Term-Query Graph for Search Query Recommendation
A Scala implementation of a Term-Query Graph for search query recommendations.
See Bonchi et al. (WWW 2011), Bonchi et al. (SIGIR 2012). An implementation similar to this was used for Feild and Allan (SIGIR 2013).
License
See LICENSE in root directory.
Compiling
This package uses Scala 2.11 and SBT (I'm currently using version 0.13.1). Compiling is simple; navigate to the main directory in a console and type:
sbt package
This will create a jar file:
target/scala-2.11/termquerygraph_2.11-1.1.jar
Usage
There are two stages required to use this package for query recommendations. They are:
- creating a term-query graph
- running queries
We elaborate on these below.
Creating a term-query graph
This step assumes that you have a file consisting of query pairs and counts.
In the term-query graph, queries are nodes and the counts are placed on
directional edges going from query1
to query2
. Note that outgoing edges are
normalized for each query. The file should have a header and three tab-separated
columns: query1
, query2
, and count
. Here's an example:
query1 query2 count
foo foobar 103
foo bar 200
foobar foo bar 19
...
There is a fuller example in:
samples/pairs.tsv
Assuming you have such a file, you can generate the term-query graph using
the ProcessQueryPairs
class. Here's the usage:
scala -cp target/scala-2.11/termquerygraph_2.11-1.1.jar \
edu.umass.ciir.tqgraph.ProcessQueryPairs
Usage: ProcessQueryPairs <query pair file> <out dir> [<query count est>]
Produces three files with tab-delimited columns in <out dir>:
term-postings.tsv.gz
query-id-map.tsv.gz
query-rewrite-matrix.tsv.gz
E.g., to create a term-query graph for our sample pairs and store it in
samples/graph-data
, do:
scala -cp target/scala-2.11/termquerygraph_2.11-1.1.jar \
edu.umass.ciir.tqgraph.ProcessQueryPairs \
samples/pairs.tsv \
samples/graph-data
If you have a lot of queries in the query pairs file, and you know how many,
then supplying that number as the third argument to ProcessQueryPairs
should
make things a little faster (it helps when building the internal hash maps).

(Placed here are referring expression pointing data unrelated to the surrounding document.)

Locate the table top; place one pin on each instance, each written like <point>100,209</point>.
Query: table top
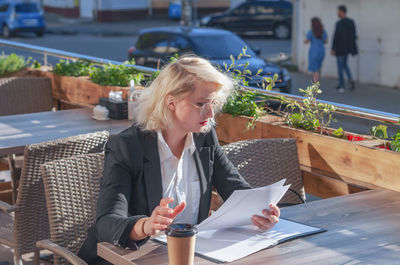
<point>362,228</point>
<point>17,131</point>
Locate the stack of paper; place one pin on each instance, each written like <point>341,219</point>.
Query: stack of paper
<point>228,234</point>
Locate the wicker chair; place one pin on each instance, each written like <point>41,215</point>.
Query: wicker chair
<point>24,94</point>
<point>72,187</point>
<point>264,161</point>
<point>28,221</point>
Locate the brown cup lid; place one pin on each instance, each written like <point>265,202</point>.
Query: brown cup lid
<point>181,230</point>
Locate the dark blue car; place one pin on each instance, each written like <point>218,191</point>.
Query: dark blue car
<point>155,46</point>
<point>16,16</point>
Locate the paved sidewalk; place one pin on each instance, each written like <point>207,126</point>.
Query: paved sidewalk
<point>365,95</point>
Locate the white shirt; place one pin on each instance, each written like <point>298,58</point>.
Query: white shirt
<point>180,179</point>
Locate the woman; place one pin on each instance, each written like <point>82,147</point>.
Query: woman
<point>162,169</point>
<point>318,38</point>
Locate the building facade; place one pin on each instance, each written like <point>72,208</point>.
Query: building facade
<point>378,39</point>
<point>109,10</point>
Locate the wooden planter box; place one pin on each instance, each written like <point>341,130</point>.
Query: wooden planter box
<point>78,90</point>
<point>331,166</point>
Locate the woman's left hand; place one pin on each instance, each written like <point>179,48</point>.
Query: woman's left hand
<point>269,219</point>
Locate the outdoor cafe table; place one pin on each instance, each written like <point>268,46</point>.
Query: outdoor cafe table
<point>363,228</point>
<point>17,131</point>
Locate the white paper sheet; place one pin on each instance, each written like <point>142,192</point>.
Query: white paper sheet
<point>226,245</point>
<point>243,204</point>
<point>228,234</point>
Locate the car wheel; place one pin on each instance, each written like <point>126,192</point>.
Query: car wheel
<point>282,31</point>
<point>6,31</point>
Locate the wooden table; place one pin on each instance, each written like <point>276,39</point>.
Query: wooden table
<point>363,228</point>
<point>17,131</point>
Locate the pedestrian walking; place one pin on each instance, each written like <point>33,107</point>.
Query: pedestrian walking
<point>317,37</point>
<point>344,43</point>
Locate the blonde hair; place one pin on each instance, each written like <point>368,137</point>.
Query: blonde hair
<point>176,79</point>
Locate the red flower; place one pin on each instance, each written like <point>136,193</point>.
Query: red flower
<point>354,138</point>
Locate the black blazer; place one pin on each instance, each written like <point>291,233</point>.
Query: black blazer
<point>131,186</point>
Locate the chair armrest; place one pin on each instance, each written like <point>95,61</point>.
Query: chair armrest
<point>60,251</point>
<point>7,208</point>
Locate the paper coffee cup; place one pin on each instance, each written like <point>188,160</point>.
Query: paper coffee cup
<point>181,239</point>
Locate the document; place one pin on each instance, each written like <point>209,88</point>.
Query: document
<point>229,234</point>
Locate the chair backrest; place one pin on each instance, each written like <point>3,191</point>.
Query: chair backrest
<point>265,161</point>
<point>25,95</point>
<point>72,188</point>
<point>31,220</point>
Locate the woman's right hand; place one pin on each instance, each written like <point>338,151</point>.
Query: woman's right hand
<point>162,216</point>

Of the three output files, term-postings.tsv.gz
lists the id of all queries in
which a term occurs; query-id-map.tsv.gz
maps query ids to the query text; and
query-rewrite-matrix.tsv.gz
contains a sparse re-write matrix.
Running Queries
This step assumes you have a file of queries to process. You can then call the
QFGOps
class to generate recommendations. The usage is as follows:
scala -cp target/scala-2.11/termquerygraph_2.11-1.1.jar \
edu.umass.ciir.tqgraph.QFGOps
Usage: QFGOps <query file> <rewrite matrix dir> <term cache dir> [options]
Divides each query into terms (after replacing punctuation with a space)

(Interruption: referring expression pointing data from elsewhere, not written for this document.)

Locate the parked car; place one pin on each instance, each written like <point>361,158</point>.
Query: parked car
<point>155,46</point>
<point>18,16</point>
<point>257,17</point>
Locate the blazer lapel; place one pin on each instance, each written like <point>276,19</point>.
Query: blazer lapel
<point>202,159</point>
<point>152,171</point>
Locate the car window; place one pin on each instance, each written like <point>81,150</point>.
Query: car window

and performs a random walk on each term. The random walk vectors for
each term are written to a file in <term cache dir>. The term vectors
for the terms in a query are then combined to produce the resulting
recommendations. Recommendations are output to stdout.
Options:
--alpha=<alpha>
The restart probability for the random walk.
Default: 0.9
--k=<num>
The number of top recommendations to use per term and per query.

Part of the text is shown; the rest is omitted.